Since it was first published in 1843, Charles Dickens’ “A Christmas Carol” has enthused and delighted audiences across media forms for generations. It’s been brought to the stage as both a play and a musical.
Here in Massachusetts, the North Shore Music Theatre has staged a theatrical performance of the story since 1989, with David Coffee starring as Scrooge for the past 29 seasons. In Lowell, Karen MacDonald returns this season for her second year playing Ebenezer at Merrimack Repertory Theatre. Both Coffee and MacDonald joined GBH News Executive Arts Editor Jared Bowen to unpack the long and complicated story of “A Christmas Carol,” and what it means for them to return to their starring roles.
For Coffee, who has played the role many times even outside of his 29 years at North Shore Music Theatre, he said that he approaches the character as if “looking at a very hurt person.” This empathy for Scrooge allows Coffee and audiences to understand that Christmas “is the hardest time of the year for him to deal with,” since so much of the trauma that is unpacked during his ghostly visits happened around the holidays.

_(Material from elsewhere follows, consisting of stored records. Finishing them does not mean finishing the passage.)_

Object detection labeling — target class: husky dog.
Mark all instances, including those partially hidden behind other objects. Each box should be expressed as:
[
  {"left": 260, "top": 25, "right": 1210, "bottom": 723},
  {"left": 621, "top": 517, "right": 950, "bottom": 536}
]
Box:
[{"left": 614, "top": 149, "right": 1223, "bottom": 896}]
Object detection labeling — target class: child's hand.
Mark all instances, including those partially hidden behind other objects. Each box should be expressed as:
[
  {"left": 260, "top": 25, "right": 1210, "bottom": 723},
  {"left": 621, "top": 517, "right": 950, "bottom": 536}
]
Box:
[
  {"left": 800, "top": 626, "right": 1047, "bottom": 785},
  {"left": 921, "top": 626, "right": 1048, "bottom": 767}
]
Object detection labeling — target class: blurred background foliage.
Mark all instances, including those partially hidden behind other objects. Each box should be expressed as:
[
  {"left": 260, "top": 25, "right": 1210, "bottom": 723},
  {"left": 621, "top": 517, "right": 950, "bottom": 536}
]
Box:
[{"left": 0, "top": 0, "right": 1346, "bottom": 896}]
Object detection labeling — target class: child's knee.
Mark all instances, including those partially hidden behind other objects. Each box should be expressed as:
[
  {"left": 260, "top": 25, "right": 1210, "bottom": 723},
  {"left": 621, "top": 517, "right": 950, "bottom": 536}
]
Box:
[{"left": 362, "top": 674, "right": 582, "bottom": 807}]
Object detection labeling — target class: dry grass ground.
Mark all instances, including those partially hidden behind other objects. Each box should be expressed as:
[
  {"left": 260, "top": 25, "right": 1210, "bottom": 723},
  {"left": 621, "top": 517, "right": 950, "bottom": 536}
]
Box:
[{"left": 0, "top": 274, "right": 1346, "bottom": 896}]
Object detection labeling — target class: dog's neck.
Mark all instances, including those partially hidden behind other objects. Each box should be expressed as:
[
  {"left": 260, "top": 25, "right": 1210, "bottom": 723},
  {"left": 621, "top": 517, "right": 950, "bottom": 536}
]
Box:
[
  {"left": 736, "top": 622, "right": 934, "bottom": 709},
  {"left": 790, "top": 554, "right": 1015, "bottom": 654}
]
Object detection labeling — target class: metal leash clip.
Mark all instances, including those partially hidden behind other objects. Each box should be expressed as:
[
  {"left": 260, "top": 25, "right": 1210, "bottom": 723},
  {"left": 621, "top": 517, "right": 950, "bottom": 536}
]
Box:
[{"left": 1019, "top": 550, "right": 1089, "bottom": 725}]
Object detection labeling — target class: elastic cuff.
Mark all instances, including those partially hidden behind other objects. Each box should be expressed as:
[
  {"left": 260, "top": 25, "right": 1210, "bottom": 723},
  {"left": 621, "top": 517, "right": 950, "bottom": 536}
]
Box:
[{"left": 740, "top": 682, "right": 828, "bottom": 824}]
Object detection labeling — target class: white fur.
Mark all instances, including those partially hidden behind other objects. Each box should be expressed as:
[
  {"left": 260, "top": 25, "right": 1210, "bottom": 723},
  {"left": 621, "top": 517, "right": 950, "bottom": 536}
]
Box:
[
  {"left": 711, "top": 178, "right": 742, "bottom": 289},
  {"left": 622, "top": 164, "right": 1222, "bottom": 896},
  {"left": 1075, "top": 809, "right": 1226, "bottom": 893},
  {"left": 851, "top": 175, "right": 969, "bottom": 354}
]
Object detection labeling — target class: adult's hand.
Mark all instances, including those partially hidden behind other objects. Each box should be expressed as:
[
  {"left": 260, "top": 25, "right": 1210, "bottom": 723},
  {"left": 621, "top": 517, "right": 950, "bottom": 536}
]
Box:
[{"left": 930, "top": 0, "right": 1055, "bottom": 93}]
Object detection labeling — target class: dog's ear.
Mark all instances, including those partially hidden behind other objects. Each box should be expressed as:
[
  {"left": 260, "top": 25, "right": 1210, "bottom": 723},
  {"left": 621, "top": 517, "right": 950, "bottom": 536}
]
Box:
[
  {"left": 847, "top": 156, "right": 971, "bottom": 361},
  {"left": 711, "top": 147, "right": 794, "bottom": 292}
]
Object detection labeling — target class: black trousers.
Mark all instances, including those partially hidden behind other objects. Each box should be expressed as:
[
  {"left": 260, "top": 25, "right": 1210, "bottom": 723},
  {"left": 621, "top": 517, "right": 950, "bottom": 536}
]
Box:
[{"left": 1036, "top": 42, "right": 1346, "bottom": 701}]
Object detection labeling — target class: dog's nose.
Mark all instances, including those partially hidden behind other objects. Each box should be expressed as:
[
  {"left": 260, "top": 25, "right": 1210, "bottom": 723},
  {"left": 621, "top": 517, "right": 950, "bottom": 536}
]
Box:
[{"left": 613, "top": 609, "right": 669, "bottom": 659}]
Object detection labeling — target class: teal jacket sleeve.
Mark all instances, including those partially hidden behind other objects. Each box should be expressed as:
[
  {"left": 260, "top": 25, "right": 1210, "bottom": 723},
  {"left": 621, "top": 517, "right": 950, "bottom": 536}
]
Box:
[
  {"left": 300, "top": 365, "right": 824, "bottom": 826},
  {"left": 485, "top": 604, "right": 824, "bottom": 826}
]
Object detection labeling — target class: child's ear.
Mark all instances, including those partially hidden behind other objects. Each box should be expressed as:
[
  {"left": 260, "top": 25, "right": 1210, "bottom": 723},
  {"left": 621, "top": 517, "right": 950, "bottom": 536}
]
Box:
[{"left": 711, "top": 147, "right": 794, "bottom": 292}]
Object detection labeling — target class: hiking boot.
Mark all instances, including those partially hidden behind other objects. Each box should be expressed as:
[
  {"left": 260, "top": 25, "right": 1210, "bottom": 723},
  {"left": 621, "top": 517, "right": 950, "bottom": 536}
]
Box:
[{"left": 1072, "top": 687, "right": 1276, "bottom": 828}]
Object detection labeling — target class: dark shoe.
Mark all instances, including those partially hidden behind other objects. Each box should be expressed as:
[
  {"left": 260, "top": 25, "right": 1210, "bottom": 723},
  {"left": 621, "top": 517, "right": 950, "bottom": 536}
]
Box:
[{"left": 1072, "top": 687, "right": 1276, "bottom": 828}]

MacDonald concurred that Scrooge “feels like this person [who] is so hard and protected and in this weird cocoon that he calls his office." MacDonald concluded that “it’s a story of redemption, ultimately. I think that it is possible for anyone to be redeemed. And maybe that’s a really good thing to remember in these days.”
“I’ve changed, but he doesn’t change," Coffee said of performing Scrooge for so many years. "I have an instinctive feeling for him.”
Having grown up with the story, as many have, Coffee said that “whether you’ve actually even seen the show [or not], you know these characters.” Even in childhood, Coffee understood and related to the experience of Scrooge more than that of characters like Tiny Tim, because he said, “I’ve just always had a kinship with him. I didn’t go so far as to build a shell around myself, but I can understand where he was coming from.”
Comparatively, for MacDonald, approaching this character particularly as a woman was vastly different. When Merrimack Repertory Theatre Artistic Director Courtney Sale first asked MacDonald to join the cast, MacDonald said, “it was not her desire for her production to be Mrs. Scrooge, it was to be Ebenezer Scrooge. As a woman, having a chance to play that character, I stuck with the story [from] the book as opposed to looking necessarily at films.”
MacDonald emphasized the importance of bringing one’s own spin to the role, avoiding other stage and screen iterations of “A Christmas Carol.”
Notably, the Merrimack Repertory Theatre’s production has a local tie. MacDonald explained that Sale deliberately looked to records from Charles Dickens’ visit to Lowell while planning the production. Dickens had visited Lowell just 20 years after its founding, when, as MacDonald explained, “it was still in its idealistic period where mill girls were coming, mostly from New Hampshire, from Vermont, from Maine,” to work. Many of these mill girls had a passion for writing, and when Dickens was in the area, they shared more than 400 pages of work with him, particularly pieces about ghost stories.
“He came to Lowell, he read some of the ghost stories and the very next thing he wrote was 'A Christmas Carol.’ So whether it was an inspiration [or not], it’s a lovely connection,” MacDonald said. Before each performance of ‘A Christmas Carol’ at MRT, MacDonald plays Dickens in a short prologue explaining this local connection.